Spirit Muslim. Salah satu ungkapan mahsyur dan terkenal yang mewajibkan kita menjaga tanah air adalah "Hubbul Wathan Minal Iman" yang memiliki arti "cinta tanah air adalah sebagian dari iman". Tidak bisa dipungkiri memang bahwa sudah menjadi kewajiban dan tanggungjawab kita bersama unruk menjaga kesatuan dan persatuan bangsa agar kehidupan dalam berbangsa menjadi rukun dan harmonis yang selaras dengan nilai-nilai kehidupan berbangsa dan beragama. Benar adanya jika cinta tanah air merupakan salah satu ajaran agama Islam yang mana setiap umat Islam diajarkan untuk saling menghormati, saling mencintai, dan menjaga kedaulatan negara tanah kelahirannya. Salah satu hal urgen yang menjadi titik fokus dalam berbangsa dan bernegara dalam ajaran Islam adalah bagaimana ia mampu menyelaraskan kehidupan pribadinya ditengah tengah heterogenitas bangsa dan mampu menempatkan diri sesuai dengan kadar yang proporsional.

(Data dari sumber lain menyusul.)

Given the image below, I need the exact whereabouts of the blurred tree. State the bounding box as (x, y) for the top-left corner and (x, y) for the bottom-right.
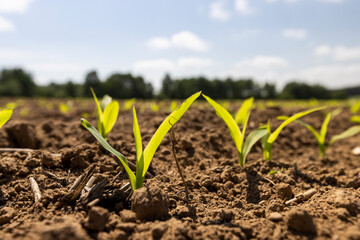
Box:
(160, 73), (173, 98)
(83, 70), (101, 97)
(0, 68), (36, 96)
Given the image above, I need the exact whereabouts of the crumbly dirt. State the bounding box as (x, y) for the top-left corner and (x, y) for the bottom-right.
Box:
(0, 98), (360, 240)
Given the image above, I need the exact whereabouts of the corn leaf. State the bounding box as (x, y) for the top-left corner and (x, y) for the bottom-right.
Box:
(330, 125), (360, 145)
(81, 118), (136, 190)
(320, 113), (331, 141)
(267, 107), (325, 144)
(350, 115), (360, 123)
(142, 91), (201, 177)
(100, 95), (112, 112)
(278, 116), (322, 144)
(240, 128), (267, 167)
(132, 107), (144, 189)
(0, 109), (13, 128)
(203, 94), (243, 153)
(235, 97), (254, 126)
(90, 88), (104, 134)
(102, 101), (119, 136)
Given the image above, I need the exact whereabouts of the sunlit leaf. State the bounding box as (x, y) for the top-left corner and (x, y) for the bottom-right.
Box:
(330, 125), (360, 145)
(240, 128), (267, 167)
(102, 101), (119, 136)
(81, 118), (136, 190)
(267, 107), (325, 144)
(0, 109), (13, 128)
(203, 94), (243, 153)
(142, 91), (201, 177)
(100, 95), (112, 112)
(235, 97), (254, 126)
(132, 107), (144, 189)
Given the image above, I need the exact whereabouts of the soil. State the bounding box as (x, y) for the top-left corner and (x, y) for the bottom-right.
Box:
(0, 98), (360, 240)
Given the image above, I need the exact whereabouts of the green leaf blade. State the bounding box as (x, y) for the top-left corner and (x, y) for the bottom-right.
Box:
(142, 91), (201, 177)
(240, 128), (267, 167)
(203, 94), (244, 153)
(103, 101), (119, 136)
(235, 97), (254, 126)
(330, 125), (360, 145)
(267, 107), (325, 144)
(81, 118), (136, 190)
(0, 109), (13, 128)
(320, 113), (331, 140)
(132, 107), (144, 189)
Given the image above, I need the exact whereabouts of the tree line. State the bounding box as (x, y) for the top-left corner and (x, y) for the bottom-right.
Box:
(0, 68), (349, 99)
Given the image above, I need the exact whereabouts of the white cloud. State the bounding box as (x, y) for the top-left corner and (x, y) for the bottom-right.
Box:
(234, 0), (253, 14)
(298, 63), (360, 88)
(282, 29), (308, 40)
(0, 0), (34, 13)
(314, 45), (360, 61)
(146, 31), (209, 52)
(210, 0), (231, 21)
(0, 15), (15, 31)
(234, 55), (288, 69)
(147, 37), (171, 50)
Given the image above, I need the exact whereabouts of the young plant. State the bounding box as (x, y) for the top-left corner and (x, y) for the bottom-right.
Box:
(0, 109), (13, 128)
(279, 112), (360, 157)
(262, 107), (325, 160)
(81, 91), (201, 191)
(203, 94), (267, 167)
(91, 88), (119, 140)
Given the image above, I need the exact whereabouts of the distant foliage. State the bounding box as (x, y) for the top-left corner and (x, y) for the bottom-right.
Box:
(0, 68), (353, 99)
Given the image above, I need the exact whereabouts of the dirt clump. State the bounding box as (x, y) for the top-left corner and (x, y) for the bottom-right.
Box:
(285, 208), (317, 234)
(131, 185), (170, 221)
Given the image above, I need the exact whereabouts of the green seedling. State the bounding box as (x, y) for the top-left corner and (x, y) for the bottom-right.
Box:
(279, 112), (360, 157)
(91, 88), (119, 140)
(170, 100), (177, 111)
(350, 115), (360, 124)
(150, 102), (159, 112)
(124, 98), (136, 110)
(0, 109), (13, 128)
(350, 101), (360, 114)
(203, 94), (267, 167)
(81, 91), (201, 191)
(268, 166), (284, 175)
(235, 97), (254, 126)
(262, 107), (325, 160)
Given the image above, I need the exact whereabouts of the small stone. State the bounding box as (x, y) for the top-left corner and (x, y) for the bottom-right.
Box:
(0, 207), (16, 225)
(351, 146), (360, 155)
(285, 208), (316, 234)
(119, 210), (136, 223)
(268, 212), (283, 222)
(277, 183), (293, 200)
(84, 206), (109, 231)
(131, 186), (169, 221)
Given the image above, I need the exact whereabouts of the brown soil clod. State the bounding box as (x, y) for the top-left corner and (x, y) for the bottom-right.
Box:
(131, 185), (170, 221)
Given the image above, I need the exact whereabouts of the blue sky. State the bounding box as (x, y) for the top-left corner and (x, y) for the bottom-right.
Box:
(0, 0), (359, 90)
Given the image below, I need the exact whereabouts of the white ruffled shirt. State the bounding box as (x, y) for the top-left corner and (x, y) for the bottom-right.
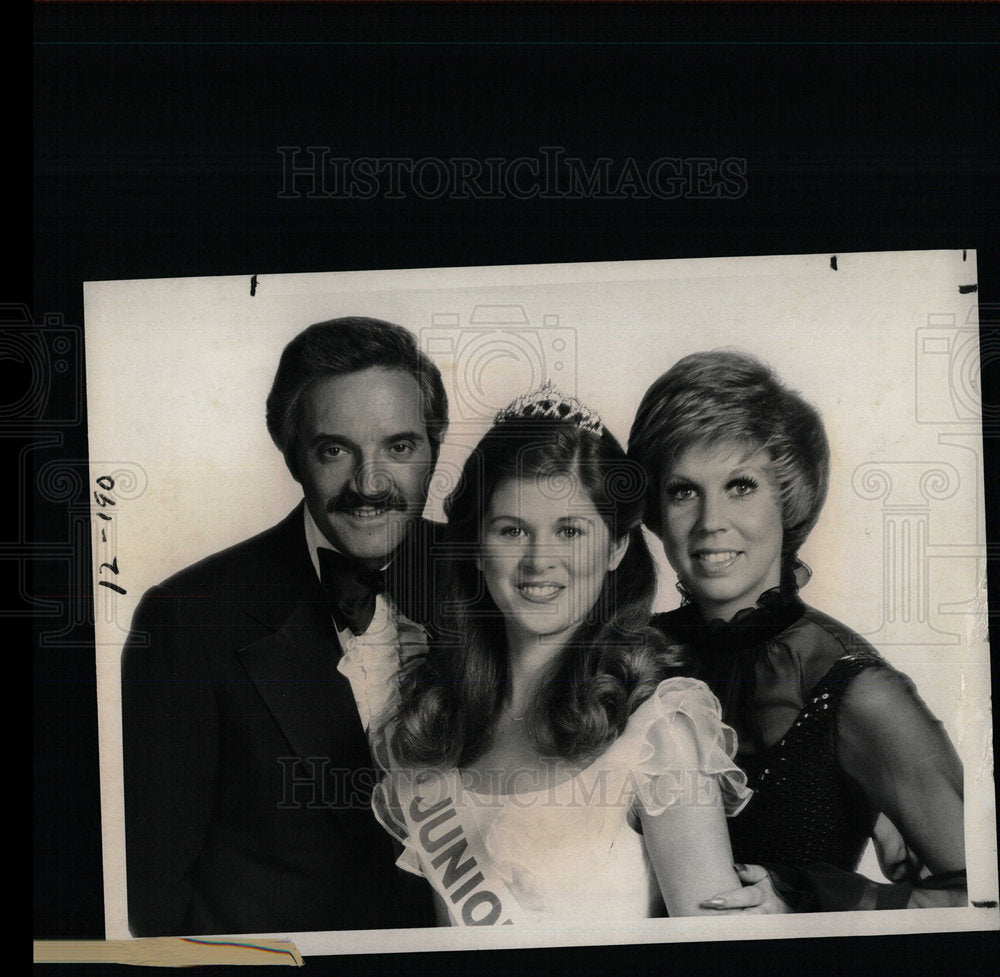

Tanah air merupakan tempat tinggal beragam manusia dengan latar belakang yang berbeda antara satu orang dengan orang lain, mulai dari perbedaan suku hingga agama, maka sudah sepatutnya sebagai warga negara yang baik harus saling menyadari keberadaan akan perbedaan dari masing masing individu tersebut, hal seperti inilah yang menjadi salah satu bukti bahwa kita benar-benar mencintai tanah kelahiran kita.

Lantas seperti apa lebih jauh Islam memandang cinta tanah air ? seperti apa dalil yang menyebutkan bahwa kita diwajibkan untuk mencintai tanah air kita ? bagaimana Rasulullah S.A.W memberikan contoh terhadap umatnya tentang cinta tanah air ini ? lantas bagaimana pandangan ulama perihal hakikat cinta tanah air yang sebenarnya ? berikut penjelasan selengkapnya

APA ITU HUBBUL WATHAN MINAL IMAN.

Tanah air sebagaimana yang kita ketahui bersama adalah negeri tempat kelahiran. Ali bin Muhammad bin Ali Al-Jurjani (1984) mendefinisikan hal ini dengan istilah Al-Wathan Al-Ashl.

اَلْوَطَنُ الْأَصْلِيُّ هُوَ مَوْلِدُ الرَّجُلِ وَالْبَلَدُ الَّذِي هُوَ فِيهِ 

Artinya:
"Al-Wathan Al-Ashli yaitu tempat kelahiran seseorang dan negeri di mana ia tinggal di dalamnya". (Ali Al-Jurjani, Al-Ta’rifat, Beirut, Dar Al-Kitab Al-Arabi, 1405 H, halaman 327).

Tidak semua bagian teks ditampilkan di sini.